Antes de subir al despacho de Van Heiden, Fabel hizo una llamada al LKA7, la división especial del Landeskriminalamt dedicada a la lucha contra el crimen organizado. Pidió una cita para ver al Hauptkommissar Buchholz, quien estaba al frente del equipo que investigaba a la organización Ulugbay. Había algo en el tono de Buchholz que hizo que Fabel tuviera la sensación de que esperaba su llamada, pero que no la recibía de buen grado. Buchholz accedió a ver a Fabel a las dos y media de la tarde. Después de llamar a la división, Fabel sacó la carpeta azul de Klugmann, la que contenía su hoja de servicios en la policía de Hamburgo. Ahí estaba, tal como había esperado: Klugmann había trabajado seis meses -de hecho, los seis meses inmediatamente anteriores a su salida del cuerpo- a las órdenes directas de Buchholz como miembro de uno de los Mobile Einsatz Kommandos.

Fabel justo había acabado de recoger sus papeles para dirigirse al despacho de Van Heiden cuando Werner asomó la cabeza ovalada y calva por la puerta del despacho.

– Jan, el profesor Dorn ha dejado otro mensaje. Pide de nuevo si puede verte.

– ¿Tienes su número? -Fabel no levantó la vista y siguió recogiendo sus carpetas.

– Sí. Dice que puede ayudarnos con este caso. Se muestra muy insistente, Jan.

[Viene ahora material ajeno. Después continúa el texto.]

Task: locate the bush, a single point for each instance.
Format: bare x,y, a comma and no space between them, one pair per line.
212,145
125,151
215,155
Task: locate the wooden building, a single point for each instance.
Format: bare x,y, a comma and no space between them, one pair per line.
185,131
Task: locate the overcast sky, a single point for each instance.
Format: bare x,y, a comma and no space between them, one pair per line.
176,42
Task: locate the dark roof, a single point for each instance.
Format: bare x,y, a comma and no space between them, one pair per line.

Fabel no levantó la vista.

– Vale. Concierta la cita.

Werner asintió con la cabeza y desapareció. Fabel se colocó las carpetas debajo del brazo y salió del despacho para dirigirse al ascensor. Mientras lo hacía, notó que el estómago se le revolvía de un modo desagradable al recordar la cara de su viejo tutor. La vio con bastante nitidez. Luego, intentó recordar otra cara, una cara que también asociaba con el apellido Dorn, pero no pudo.

El despacho de Van Heiden estaba en la cuarta planta del Polizeipräsidium de la policía de Hamburgo. Al salir del ascensor, Fabel se encontró de inmediato con una joven recepcionista atractiva y sonriente de paisano. Llevaba el pelo rubio claro peinado hacia atrás en una coleta y vestía una sobria blusa blanca y un traje de chaqueta y pantalón negro. Fabel podría haber entrado en un banco, sólo que sabía que aquella joven recepcionista hermosa era una Polizistin y tendría una SIG-Sauer PG automática de 9 mm en la cintura de la falda. Tras confirmar la cita, la recepcionista condujo a Fabel por un pasillo hasta una gran sala de reuniones: un rectángulo largo con grandes ventanas a un lado que daban, como la sala de información de abajo, a la Hindenburgstrasse. Una larga mesa de cerezo estaba flanqueada a cada lado por sillones de piel negros. Tres de las sillas, hacia el final de la mesa, estaban ocupadas: Van Heiden estaba sentado entre un hombre achaparrado de constitución fuerte con el pelo negro y corto y entradas, a quien Fabel no reconoció, y un hombre obeso y rubio y de tez ligeramente rubicunda al que parecía como si le hubieran fregado la piel recientemente. Fabel vio que era el Innensenator Hugo Ganz, ministro del Interior de Hamburgo. Junto a la ventana había un cuarto hombre, de espaldas a Fabel, que miraba el tráfico de la calle. Era muy alto y llevaba un traje elegante que no era alemán, sino seguramente italiano. Los tres hombres de la mesa estaban enzarzados en una discusión y hacían referencias continuas a las notas que había sobre la mesa.